Award ceremonies that celebrate grades are nothing new to students at Clinton. We work at a certain level, then forget about the ceremony for a while until staff calls the whole grade down to the library to watch students receive an award or not.
This year the awards were organized so students received their awards with a round of applause while they stayed in their seats. This system did not put students on the spot as much as having students line up in front of the grade to collect the award. It was planned that students would stand up to receive the awards, but there was not enough time.
Eleventh grader Denise Demaliaj agreed with students staying in their seats. She said, “Everybody would have to stand up there, and I’m pretty sure a lot of people would be uncomfortable with it. I mean, I know I would be.”
It’s uncomfortable for everyone involved. Students who work hard for grades work hard for their own personal goals. Some may want certain grades to impress people, but they can do that on their own time. The school should not organize a ceremony for that.

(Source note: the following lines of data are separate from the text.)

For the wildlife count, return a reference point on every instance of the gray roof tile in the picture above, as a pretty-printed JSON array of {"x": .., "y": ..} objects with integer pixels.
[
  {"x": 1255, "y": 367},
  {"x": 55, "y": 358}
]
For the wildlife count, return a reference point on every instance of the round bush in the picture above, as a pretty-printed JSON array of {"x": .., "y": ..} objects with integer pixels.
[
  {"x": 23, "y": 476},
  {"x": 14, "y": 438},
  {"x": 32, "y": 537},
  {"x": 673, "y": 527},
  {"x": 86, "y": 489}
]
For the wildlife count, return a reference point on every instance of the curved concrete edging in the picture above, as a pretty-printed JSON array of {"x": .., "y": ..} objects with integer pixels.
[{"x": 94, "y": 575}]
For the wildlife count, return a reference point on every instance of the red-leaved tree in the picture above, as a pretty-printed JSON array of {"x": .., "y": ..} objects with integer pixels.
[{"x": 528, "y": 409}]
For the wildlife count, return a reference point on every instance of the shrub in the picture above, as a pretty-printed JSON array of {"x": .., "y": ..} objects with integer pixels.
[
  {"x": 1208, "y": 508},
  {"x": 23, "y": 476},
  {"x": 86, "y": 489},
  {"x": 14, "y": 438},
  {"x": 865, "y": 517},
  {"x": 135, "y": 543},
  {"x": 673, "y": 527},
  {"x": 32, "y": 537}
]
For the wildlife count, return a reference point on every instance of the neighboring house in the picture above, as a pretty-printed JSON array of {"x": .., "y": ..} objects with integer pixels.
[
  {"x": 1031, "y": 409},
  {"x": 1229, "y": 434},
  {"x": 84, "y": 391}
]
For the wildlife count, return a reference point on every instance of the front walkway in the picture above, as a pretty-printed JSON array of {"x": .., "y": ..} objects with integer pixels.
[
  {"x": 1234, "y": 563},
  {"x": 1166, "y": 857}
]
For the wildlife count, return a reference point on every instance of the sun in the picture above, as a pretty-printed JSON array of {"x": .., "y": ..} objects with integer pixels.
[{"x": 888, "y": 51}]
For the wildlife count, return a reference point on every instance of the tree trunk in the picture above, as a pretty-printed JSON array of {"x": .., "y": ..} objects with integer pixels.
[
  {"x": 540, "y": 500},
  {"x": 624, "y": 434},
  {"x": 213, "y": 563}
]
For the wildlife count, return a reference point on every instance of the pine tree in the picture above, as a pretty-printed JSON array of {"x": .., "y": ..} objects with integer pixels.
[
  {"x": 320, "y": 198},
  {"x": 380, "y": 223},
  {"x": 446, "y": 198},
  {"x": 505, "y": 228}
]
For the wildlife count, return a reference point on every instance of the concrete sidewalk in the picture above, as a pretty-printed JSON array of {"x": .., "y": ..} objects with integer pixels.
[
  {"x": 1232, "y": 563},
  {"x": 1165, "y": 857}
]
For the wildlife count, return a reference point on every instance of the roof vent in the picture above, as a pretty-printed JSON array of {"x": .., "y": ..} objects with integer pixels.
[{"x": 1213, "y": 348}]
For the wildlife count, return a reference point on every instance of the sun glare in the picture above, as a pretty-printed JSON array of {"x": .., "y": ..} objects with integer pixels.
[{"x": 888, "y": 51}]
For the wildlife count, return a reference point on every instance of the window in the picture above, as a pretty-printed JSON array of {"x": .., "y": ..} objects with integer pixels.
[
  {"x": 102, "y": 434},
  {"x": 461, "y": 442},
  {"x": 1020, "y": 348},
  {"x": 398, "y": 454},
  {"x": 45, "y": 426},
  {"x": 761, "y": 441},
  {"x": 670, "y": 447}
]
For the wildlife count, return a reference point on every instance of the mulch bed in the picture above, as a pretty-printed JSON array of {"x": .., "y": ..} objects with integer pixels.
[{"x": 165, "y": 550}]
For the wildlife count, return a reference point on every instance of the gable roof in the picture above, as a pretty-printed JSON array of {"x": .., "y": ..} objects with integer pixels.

Clinton is a strong community and students are quick to help each other learn. Few students want to make others feel bad, so it’s no doubt that standing in front of students who did not get certain grades just to hold an award is uncomfortable.
Ms. Hayley Ehrlich, upper grades IB Coordinator and ICT teacher, explained that the awards “could be inspiring for students to work a little bit harder.” This is a common belief among staff, and it makes sense. High schoolers are obsessed with following others, so perhaps creating an environment where certain students with high grades are praised will guide other students to want that as well. In some cases that does work: students work hard to prove to their peers what they’re capable of. But if our motivation to achieve in academics is because of social acceptance then what is the point?
Associating grades with our peers may boost a few averages every once in a while, but for the most part, it creates a connotation for grades that can be incredibly discouraging.
Vivian Ma, 11th grade, stated, “It makes me want to just stop working. It takes away the joy from learning because I always strive to compare myself to other people instead of just thriving.”
Last year a friend of mine was heartbroken for not receiving high honors. Her average was a fraction of a point off, so it was not about the grade; she was worried about what her friends would think when she wasn’t called up.
The awards this year also included students that thrived in individual classes and exemplified the IB Learner Profile Traits. This setup was a step in the right direction.
Demaliaj said that it allowed everyone “to honor all of the people that showed their special skills and strengths and not only grade-wise but just how they act around the classroom.”
While these awards are helpful because they acknowledge success is not just in high grades, students can also be left to feel like a certain teacher does not appreciate them the way they thought that teacher did, or that they aren’t as good in a subject as they had once believed.
We hear enough about the importance of grades when we talk about colleges and summer programs. We are stressing over negligible grade differences or crying over a GPA that doesn’t feel good enough. We don’t need a ceremony telling us our “status,” and we certainly don’t need school to force grades into our social lives.